Alphonse Daudet vit dans un grand confort grâce à la richesse de sa femme. Il laisse de côté son métier de chroniqueur et mémorialiste et se consacre uniquement à sa carrière littéraire. Julia, de son côté, renonce à la sienne et travaille en parfaite collaboration avec son mari, participant à la mise en forme des textes dans lesquels on pourra retrouver son propre style.
Le père de Julia ayant remboursé toutes les dettes d’Alphonse (contractées avant le mariage) ce dernier, libéré des contraintes de la pauvreté, commence de son côté à bien vivre de la publication de ses romans et s’enrichit après une période de vaches maigres.
Julia se lance à nouveau dans une vie mondaine, organise des dîners fréquentés par des gens connus. C’est une véritable ascension sociale : ils vivent désormais place des Vosges où naît un deuxième garçon, Lucien, vont au théâtre presque tous les jours. Julia, adulée et entourée d’hommes dans ses salons littéraires, s’habille chez les grands couturiers.

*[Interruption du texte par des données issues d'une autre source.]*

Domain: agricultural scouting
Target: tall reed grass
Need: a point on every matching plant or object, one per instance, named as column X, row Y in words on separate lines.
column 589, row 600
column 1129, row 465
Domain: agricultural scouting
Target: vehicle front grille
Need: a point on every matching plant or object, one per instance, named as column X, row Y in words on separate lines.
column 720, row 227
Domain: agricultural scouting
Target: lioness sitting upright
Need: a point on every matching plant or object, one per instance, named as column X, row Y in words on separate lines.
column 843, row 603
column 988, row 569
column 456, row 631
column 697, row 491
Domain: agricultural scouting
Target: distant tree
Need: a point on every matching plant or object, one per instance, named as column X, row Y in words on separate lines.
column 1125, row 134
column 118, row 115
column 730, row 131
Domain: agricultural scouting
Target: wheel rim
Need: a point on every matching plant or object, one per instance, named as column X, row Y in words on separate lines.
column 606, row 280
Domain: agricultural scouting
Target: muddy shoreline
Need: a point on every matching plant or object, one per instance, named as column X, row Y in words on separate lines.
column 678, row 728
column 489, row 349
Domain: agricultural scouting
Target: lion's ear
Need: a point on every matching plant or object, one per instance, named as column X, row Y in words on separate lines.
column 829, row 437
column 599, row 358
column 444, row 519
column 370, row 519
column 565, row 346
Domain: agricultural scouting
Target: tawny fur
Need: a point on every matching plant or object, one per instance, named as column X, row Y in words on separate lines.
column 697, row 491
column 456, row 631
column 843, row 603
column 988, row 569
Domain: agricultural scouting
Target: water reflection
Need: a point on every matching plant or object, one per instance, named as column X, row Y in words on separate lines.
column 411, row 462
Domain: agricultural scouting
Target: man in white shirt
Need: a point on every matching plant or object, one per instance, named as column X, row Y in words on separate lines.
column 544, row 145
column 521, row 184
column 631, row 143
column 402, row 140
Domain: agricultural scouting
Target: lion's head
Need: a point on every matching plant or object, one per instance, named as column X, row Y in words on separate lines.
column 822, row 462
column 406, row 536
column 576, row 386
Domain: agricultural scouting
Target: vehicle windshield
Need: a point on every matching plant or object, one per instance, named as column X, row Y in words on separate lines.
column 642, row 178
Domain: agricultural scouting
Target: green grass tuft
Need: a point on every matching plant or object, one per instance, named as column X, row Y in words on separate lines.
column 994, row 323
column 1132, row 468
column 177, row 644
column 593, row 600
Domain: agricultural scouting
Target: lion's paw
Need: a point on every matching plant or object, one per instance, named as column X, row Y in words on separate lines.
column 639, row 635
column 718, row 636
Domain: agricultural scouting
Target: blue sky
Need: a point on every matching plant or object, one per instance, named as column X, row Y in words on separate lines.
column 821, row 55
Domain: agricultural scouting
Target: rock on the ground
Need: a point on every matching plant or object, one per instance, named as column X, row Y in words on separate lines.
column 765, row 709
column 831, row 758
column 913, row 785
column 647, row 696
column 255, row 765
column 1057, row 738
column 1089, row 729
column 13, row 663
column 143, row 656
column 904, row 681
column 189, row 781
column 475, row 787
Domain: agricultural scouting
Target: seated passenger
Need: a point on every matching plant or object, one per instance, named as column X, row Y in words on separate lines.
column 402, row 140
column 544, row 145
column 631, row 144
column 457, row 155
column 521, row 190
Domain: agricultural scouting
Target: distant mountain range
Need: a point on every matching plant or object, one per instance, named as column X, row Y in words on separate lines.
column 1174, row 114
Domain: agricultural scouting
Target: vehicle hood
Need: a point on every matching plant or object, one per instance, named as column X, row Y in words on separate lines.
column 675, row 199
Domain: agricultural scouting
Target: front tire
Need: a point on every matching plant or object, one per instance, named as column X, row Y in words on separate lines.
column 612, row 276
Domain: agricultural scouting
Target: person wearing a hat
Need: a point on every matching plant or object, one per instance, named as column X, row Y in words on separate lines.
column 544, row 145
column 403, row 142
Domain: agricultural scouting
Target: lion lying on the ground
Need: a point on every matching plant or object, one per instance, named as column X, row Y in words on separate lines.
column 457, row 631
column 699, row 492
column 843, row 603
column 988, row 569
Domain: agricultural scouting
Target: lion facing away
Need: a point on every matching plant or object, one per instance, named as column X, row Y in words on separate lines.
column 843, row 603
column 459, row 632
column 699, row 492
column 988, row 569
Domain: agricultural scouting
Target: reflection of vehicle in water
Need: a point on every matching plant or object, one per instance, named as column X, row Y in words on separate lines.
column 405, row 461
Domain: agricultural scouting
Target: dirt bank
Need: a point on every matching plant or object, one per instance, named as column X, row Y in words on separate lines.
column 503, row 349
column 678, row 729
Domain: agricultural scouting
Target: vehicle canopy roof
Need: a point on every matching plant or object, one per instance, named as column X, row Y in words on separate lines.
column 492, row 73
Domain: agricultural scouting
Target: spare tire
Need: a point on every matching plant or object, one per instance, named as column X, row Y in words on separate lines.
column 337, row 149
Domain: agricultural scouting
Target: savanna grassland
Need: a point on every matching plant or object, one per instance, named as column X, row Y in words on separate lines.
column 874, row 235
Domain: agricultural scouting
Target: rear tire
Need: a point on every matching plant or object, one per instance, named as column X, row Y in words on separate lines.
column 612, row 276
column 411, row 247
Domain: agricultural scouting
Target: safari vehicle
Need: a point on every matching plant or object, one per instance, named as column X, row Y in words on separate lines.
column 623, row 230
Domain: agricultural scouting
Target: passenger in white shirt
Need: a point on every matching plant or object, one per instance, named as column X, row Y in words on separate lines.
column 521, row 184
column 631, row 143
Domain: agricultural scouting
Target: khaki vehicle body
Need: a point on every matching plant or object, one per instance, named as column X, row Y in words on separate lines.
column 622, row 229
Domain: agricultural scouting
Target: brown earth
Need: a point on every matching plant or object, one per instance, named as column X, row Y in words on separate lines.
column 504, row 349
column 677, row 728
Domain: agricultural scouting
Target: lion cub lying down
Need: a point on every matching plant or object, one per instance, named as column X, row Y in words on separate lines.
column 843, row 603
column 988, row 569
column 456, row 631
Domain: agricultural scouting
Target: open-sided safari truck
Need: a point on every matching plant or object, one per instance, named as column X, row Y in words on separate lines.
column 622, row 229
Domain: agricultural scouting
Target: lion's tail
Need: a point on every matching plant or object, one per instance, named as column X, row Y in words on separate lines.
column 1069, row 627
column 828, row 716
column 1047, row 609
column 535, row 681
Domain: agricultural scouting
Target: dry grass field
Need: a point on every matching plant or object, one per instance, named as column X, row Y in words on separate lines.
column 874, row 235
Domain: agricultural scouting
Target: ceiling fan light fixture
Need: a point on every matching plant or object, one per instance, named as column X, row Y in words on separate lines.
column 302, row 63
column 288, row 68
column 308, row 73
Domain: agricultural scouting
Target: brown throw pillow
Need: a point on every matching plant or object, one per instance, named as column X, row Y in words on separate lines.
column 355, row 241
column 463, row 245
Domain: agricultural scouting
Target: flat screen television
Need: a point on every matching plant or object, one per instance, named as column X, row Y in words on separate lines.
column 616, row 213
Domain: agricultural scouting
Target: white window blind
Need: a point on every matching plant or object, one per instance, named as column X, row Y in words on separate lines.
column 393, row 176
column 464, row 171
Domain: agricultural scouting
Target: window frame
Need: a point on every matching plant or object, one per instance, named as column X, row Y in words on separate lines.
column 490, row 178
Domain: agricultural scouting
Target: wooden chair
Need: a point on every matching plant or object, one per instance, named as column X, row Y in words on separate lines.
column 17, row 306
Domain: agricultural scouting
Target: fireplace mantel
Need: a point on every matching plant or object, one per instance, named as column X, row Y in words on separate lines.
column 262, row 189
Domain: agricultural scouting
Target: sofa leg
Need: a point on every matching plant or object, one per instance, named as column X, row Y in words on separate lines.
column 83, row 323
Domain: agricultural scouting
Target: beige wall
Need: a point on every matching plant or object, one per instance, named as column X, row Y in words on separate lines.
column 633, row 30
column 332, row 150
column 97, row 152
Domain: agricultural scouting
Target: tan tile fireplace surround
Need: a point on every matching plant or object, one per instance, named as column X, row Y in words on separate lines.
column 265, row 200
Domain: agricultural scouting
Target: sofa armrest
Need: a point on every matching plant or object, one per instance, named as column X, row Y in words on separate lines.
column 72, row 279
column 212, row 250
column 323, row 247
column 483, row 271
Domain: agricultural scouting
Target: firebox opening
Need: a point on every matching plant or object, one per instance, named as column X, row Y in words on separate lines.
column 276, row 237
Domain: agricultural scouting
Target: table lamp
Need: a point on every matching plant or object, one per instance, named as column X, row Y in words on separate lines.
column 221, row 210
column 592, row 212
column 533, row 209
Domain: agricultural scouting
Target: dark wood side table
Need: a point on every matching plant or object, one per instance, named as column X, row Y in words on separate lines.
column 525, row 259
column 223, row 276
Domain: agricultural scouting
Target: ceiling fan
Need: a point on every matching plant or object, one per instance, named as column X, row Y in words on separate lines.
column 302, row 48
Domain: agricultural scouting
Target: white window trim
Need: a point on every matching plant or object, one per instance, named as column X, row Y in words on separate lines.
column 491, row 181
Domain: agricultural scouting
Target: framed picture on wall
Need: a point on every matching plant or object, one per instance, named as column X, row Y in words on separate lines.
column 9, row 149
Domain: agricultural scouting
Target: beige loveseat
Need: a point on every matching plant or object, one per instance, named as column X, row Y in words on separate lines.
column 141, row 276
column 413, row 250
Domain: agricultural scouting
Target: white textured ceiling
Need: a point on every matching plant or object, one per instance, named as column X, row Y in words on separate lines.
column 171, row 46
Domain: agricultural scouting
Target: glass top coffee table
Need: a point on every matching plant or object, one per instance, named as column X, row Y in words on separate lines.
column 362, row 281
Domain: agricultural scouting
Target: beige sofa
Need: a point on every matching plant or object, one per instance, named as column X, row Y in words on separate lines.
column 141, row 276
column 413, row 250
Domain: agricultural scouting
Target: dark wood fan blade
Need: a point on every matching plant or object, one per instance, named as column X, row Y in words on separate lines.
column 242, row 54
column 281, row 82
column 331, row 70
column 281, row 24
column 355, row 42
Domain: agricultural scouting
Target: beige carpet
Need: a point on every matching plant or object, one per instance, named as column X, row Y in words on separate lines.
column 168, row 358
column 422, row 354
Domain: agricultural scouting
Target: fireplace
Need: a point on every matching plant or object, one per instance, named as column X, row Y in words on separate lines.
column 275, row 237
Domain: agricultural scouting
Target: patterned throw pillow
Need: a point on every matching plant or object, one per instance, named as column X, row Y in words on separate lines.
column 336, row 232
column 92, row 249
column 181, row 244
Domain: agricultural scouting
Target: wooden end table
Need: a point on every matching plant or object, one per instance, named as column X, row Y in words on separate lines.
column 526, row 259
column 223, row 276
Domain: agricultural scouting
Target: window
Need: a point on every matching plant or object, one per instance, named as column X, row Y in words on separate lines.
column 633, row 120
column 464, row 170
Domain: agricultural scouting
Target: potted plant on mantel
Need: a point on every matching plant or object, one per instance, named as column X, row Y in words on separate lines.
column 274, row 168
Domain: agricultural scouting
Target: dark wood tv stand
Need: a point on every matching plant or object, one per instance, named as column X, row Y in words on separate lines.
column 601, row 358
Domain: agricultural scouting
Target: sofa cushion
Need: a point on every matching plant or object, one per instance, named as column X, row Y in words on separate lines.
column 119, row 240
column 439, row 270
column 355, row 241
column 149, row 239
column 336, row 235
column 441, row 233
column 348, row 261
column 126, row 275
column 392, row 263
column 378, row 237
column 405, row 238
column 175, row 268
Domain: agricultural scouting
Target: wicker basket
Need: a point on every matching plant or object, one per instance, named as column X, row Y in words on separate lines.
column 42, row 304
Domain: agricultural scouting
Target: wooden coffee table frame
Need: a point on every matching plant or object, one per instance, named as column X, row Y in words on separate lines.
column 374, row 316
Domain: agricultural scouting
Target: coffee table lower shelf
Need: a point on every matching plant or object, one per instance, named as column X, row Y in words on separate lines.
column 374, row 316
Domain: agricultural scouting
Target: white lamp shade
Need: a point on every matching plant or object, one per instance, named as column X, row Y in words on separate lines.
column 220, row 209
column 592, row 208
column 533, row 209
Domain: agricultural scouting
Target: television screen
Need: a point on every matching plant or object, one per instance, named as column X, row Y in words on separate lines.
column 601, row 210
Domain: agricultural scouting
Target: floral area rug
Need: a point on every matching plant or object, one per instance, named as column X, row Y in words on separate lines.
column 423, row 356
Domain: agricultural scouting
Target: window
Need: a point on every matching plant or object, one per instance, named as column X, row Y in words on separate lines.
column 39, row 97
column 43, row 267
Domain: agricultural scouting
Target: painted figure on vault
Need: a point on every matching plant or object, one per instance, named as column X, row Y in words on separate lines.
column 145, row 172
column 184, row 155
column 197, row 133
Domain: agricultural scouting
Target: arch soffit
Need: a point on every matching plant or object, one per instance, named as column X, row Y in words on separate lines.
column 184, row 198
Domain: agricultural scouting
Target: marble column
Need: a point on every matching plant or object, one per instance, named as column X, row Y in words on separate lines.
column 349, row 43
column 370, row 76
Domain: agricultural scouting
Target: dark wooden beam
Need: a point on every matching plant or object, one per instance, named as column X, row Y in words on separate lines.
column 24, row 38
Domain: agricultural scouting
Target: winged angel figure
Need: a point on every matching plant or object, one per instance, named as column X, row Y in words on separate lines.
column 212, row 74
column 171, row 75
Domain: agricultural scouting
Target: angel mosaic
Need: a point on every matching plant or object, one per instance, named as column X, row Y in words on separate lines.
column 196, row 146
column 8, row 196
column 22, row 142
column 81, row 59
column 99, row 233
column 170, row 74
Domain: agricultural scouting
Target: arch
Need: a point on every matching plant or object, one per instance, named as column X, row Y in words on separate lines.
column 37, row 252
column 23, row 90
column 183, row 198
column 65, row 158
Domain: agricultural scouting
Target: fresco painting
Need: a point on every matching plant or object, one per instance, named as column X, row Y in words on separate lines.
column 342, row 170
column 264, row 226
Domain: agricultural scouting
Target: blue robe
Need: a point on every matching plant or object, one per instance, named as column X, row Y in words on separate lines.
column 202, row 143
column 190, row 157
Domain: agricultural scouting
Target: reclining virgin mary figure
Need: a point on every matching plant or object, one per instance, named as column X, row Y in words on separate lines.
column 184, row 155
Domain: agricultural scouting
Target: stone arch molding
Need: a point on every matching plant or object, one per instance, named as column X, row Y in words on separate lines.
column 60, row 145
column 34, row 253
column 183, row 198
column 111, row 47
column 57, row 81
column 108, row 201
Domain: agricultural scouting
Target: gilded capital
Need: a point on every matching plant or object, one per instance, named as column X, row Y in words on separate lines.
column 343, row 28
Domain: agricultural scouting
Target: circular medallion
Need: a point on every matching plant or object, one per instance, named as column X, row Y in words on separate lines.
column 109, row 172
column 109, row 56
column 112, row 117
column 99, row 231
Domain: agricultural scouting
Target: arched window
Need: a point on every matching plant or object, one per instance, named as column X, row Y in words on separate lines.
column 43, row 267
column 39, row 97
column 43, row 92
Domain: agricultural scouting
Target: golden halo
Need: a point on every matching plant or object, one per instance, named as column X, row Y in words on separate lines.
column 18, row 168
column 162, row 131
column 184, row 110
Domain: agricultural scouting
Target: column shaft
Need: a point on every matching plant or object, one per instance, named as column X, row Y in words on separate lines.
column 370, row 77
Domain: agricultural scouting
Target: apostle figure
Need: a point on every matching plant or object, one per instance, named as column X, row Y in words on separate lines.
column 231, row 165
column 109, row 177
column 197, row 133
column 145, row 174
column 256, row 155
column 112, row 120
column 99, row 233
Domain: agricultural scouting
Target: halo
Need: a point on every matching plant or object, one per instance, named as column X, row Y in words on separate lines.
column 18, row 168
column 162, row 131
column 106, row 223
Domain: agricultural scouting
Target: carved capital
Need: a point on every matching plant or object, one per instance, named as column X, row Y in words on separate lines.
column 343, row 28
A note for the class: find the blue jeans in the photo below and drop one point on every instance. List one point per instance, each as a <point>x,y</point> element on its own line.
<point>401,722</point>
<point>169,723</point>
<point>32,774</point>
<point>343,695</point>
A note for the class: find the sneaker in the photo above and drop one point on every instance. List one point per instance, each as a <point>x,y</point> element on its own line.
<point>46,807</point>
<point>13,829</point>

En 1886 naît une fille, Edmée.
Léon, le fils aîné épouse, en 1891, la petite-fille de Victor Hugo.
Mais tout n’est pas parfait dans cette vie bien réglée en apparence. Julia surprend Alphonse en flagrant délit d’adultère et devient dépressive. Elle surmonte ses problèmes pour soigner son mari de plus en plus malade des suites d’une syphilis contractée dans sa jeunesse. Leur grand ami Edmond de Goncourt vit à Champrosay une longue agonie auprès d’eux et il cèdera sa fortune aux enfants Daudet.
Après le décès de son mari, Julia va voyager beaucoup, puis essayer de retrouver le cadre de sa jeunesse : le château de Pray qu’elle loue, puis achète en 1912. Elle s’y consacrera à la promotion de l’œuvre de son mari, écrira elle-même des poèmes mélancoliques, y vivra en harmonie avec les habitants de Changé où elle fera du bien aux pauvres. En réalité, elle ne se consolera jamais de son veuvage.
Son fils aîné, séparé de Jeanne, se remariera avec Marthe, une cousine doublement germaine (le frère de sa mère ayant épousé la sœur de son père) avec laquelle il aura 3 enfants.
Son fils Julien aura une liaison avec un ami proche : Marcel Proust.
Sa fille se mariera et aura 5 enfants. Elle décédera en 1937, à Changé.
Quant à Julia, elle s’éteindra “comme une chandelle” à 96 ans, le 23 avril 1940 et sera enterrée à côté d’Alphonse, au Père Lachaise.
Ses contemporains, la trouvant trop pieuse et trop bourgeoise, n’ont pas toujours été tendres avec elle, mais n’oublions pas qu’elle a été une des fondatrices, en 1904, du Prix Fémina. Et quelle carrière littéraire aurait-elle menée si elle n’avait pas choisi de vivre dans l’ombre du grand écrivain Daudet ?? M-F. J.